Jerusalem, deemed holy by three religions, abounds in historical and mythical landmarks which can overwhelm visitors with contemplation and awe. Like other sacred places, it invokes that peculiar feeling of rubbing shoulders with Eternity.
For Jews, there are the remains of the western wall of Jerusalem's Second Temple, also known as the Wailing Wall, the only proof that the temple ever existed. For Muslims, there is the Al-Aqsa Mosque, built on the site from which Muhammad is believed to have ascended to heaven. For Christians, Jerusalem is bound up with the treasured biblical tale of Jesus Christ's last days, his passion and death on the cross, and his subsequent resurrection. The Church of the Holy Sepulchre, Calvary and Via Dolorosa, the Garden of Gethsemane where Jesus prayed the night before he was crucified: these places may touch the heart of even the most hardened of atheists.
But, in Jerusalem, religious exultation can turn into a medical condition, where otherwise normal, healthy people become infected with a sudden madness.
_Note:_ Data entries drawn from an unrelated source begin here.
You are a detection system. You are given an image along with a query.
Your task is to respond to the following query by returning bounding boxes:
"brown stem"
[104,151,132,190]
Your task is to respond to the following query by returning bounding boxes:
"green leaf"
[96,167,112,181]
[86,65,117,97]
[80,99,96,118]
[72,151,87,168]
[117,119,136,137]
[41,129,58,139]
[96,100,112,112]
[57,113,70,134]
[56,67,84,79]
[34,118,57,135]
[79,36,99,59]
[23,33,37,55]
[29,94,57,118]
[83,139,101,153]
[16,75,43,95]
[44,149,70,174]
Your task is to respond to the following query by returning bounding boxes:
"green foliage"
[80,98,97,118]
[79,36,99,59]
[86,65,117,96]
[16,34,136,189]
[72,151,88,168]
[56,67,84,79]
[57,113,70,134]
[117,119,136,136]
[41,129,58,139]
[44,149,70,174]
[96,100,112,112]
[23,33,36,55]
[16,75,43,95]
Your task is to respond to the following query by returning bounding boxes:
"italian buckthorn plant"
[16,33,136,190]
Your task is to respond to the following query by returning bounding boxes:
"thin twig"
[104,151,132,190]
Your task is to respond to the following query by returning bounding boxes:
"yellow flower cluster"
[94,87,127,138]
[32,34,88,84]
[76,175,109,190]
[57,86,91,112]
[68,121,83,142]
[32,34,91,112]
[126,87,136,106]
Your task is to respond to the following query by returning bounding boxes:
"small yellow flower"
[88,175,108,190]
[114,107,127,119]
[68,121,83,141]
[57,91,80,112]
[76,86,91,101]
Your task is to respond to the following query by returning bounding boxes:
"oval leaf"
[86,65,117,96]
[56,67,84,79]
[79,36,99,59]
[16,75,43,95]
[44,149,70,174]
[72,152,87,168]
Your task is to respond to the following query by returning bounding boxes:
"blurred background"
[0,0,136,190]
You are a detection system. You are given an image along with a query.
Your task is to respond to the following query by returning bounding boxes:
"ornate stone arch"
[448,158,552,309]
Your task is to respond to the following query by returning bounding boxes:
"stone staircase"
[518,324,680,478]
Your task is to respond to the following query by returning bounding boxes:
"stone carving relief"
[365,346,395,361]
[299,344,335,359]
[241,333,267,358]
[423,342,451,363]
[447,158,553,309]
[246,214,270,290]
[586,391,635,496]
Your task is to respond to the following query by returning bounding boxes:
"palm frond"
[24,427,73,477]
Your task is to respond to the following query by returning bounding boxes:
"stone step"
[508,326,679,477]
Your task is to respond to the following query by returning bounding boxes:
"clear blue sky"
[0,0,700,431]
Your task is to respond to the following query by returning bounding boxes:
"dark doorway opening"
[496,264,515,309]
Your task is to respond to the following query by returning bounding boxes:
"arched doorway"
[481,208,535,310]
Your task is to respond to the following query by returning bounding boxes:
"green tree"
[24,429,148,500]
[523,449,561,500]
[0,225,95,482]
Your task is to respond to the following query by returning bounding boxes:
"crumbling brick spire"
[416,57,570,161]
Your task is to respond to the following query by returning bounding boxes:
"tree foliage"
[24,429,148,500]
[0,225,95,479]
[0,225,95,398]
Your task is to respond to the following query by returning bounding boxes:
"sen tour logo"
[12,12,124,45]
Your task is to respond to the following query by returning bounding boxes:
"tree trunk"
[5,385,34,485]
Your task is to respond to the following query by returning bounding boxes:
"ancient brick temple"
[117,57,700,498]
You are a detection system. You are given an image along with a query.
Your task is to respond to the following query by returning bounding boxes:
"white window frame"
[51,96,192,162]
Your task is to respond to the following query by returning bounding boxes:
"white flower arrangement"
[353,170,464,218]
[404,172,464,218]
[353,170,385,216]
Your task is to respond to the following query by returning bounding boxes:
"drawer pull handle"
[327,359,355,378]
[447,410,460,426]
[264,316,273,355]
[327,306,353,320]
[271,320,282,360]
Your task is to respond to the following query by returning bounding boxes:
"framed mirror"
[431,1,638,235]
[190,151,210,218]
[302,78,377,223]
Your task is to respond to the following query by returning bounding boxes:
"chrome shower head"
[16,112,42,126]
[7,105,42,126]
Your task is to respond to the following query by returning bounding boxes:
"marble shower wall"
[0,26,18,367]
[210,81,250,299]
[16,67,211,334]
Ordinary tourists, who have come on holiday from London, Louisiana, or Lvov, unexpectedly transform into street preachers, laurel-crowned lyre-plucking Romans clad only in hotel bed sheets, or pilgrims hauling heavy wooden crosses who take their 10 minutes of glory extremely seriously. The hospitals in Jerusalem receive on average 20 such cases every week, but the number soars dramatically during major Christian festivals such as Christmas and Easter.
This bizarre condition is known by psychiatrists as the Jerusalem Syndrome and was first identified in the 1930s by Dr Heinz Herman. Those afflicted believe that they are the incarnation of all sorts of biblical characters, with Jesus himself, the Virgin Mary, and Mary Magdalene topping the list hands down. Among the apostles, the most popular characters are Paul, Peter, and Matthew. John the Baptist is also something of a hit.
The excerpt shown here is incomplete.